Reduction in the levels of circulating stem cells (CSCs) and endothelial progenitor cells (EPCs) predicts development or progression of microangiopathy and macroangiopathy in patients with type 2 diabetes (T2D). We tested whether treatment with sodium glucose cotransporter-2 (SGLT2) inhibitors affected the levels of CSCs and EPCs. A randomized trial of dapagliflozin vs placebo with open-label extension, and an open-label observational study of empagliflozin treatment. Tertiary referral diabetes outpatient clinic. Patients with T2D aged 18 to 75 years. Dapagliflozin at 10 mg vs placebo (n = 31); empagliflozin at 10 mg (n = 15). We measured CSCs (CD34+) and EPCs (CD34+KDR+) by flow cytometry at baseline, at 12 weeks, and after the extension period. After 12 weeks, CSCs declined nonsignificantly in the dapagliflozin group, remained stable in the placebo group, and the change from baseline was not significantly different between the two groups. EPCs declined nonsignificantly in the dapagliflozin group, increased nonsignificantly in the placebo group, and the change from baseline was significantly different between the two groups.

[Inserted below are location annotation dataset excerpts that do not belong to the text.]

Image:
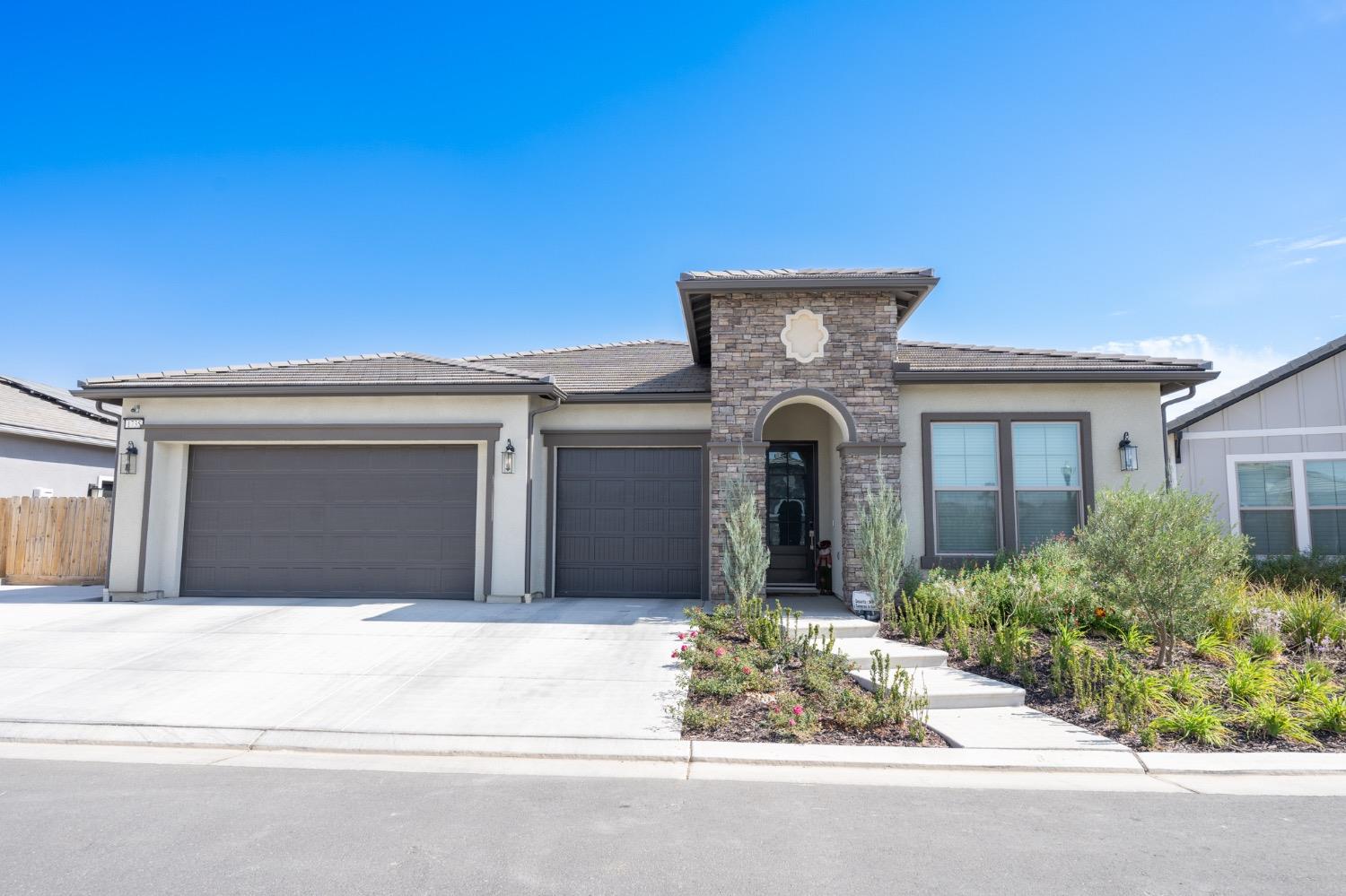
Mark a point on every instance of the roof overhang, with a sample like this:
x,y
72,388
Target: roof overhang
x,y
118,392
907,291
1168,381
48,435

After an open-label extension period of about 1.5 years, CSCs remained stable over time, whereas EPCs significantly increased in patients who received dapagliflozin. In all patients, irrespectively of treatment, EPCs increased significantly from baseline to the end of observation, concomitantly with improvement in HbA1c. In a cohort of 15 patients who received open-label empagliflozin for 12 weeks, CSCs declined nonsignificantly, whereas EPCs remained stable. SGLT2 inhibitors do not significantly increase CSCs or EPCs. Thus, cardiovascular protection by SGLT2 inhibitors may not directly involve stem/progenitor cells.